O emprego deste infeliz “tracinho”, de utilidade discutível, foi definido pelos elaboradores do Acordo de 1943 e aperfeiçoado pelo Acordo de 1990. É bem assim que funciona no Brasil: decide-se num gabinete qual a melhor grafia para as palavras, publica-se no Diário Oficial da União (não estou brincando!), dá-se um prazo para sua utilização compulsória, emitem-se pareceres, baixam-se portarias, etcétera e tal; isso é suficiente para despertar no brasileiro comum aquele respeito pela leizinha, aquele amor ao carimbo, aquele prazer bem ibérico pelo regulamentozinho chinfrim de cartório. E ai de quem lhe diga que a regra pode estar equivocada, ou incompleta, ou incongruente: vai olhá-lo como a um sacrílego que tentasse emendar os Dez Mandamentos. Felizmente esta coluna é lida por pessoas que têm miolo e que já devem ter percebido que a regra do hífen não é uma lei interna do idioma, mas uma simples disposição concebida por pessoas que talvez não tenham imaginado todas as suas conseqüências, como veremos.
Pelas novas regras, este prefixo deve ser hifenizado antes de H e de I, o que nos leva a escrever anti-Holanda, anti-Israel, como anti-hemorrágico e anti-islâmico. Até aqui, tudo bem. E o resto? Vamos deixar de escrever anti-Cuba, anti-Afeganistão, anti-Rússia e anti-França, para escrever anticuba, antiafeganistão, antirrússia (credo!) e antifrança? Em vez de anti-EUA, como escrevo, vou escrever antieua? Quem sabe antissarkozy (tipo antissemita, antissísmico), em vez de anti-Sarkozy? Enlouqueceram?
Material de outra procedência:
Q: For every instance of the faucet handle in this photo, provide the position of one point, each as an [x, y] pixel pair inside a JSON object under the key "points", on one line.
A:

É evidente que todos sentimos o hífen aqui como indispensável; na verdade, este prefixo, cada vez mais em moda (tem gente que consegue ser anti-tudo!), sugere que se é “contra tudo aquilo que estiver do lado direito do hífen”. Um crítico que não gosta do Cinema Novo é anti-Cinema Novo, e não anticinema novo, como gostariam os idiotas da objetividade (o prefixo estaria se opondo a “cinema”). Há os anti-Lula, os anti-Fernando Henrique, os anti-privatização da Petrobrás, os anti-Sarney, os anti-stalinistas
Este é um belo exemplo de como os fatos concretos atropelam as leis feitas pelo homem; lá pelos anos 40, ninguém poderia prever a intensidade e a variedade do emprego de anti no início do século 21 — e a regra não estava preparada para isso. O novo Acordo (1990) já deveria ter tomado consciência dessa nova realidade; deveria, mas não tomou. Isso tudo sem falar em outro uso moderno para anti-, mais profundo, em que ele exprime uma posição de “negação” conceptual do que vem depois. O anti futebol (ou seria antifutebol, ou anti-futebol?) não é contra o futebol, assim como o anti cinema não é contra o cinema, mas um tipo de futebol ou cinema (ambos muito chatos) que se opõe a tudo aquilo que tradicionalmente se conhece por cinema ou futebol. E aí? Esse anti está contido naquela regrinha, é um novo prefixo ou é um daqueles elementos que se independentizou, como súper ou máxi? Esta é uma questão que só o uso poderá decidir.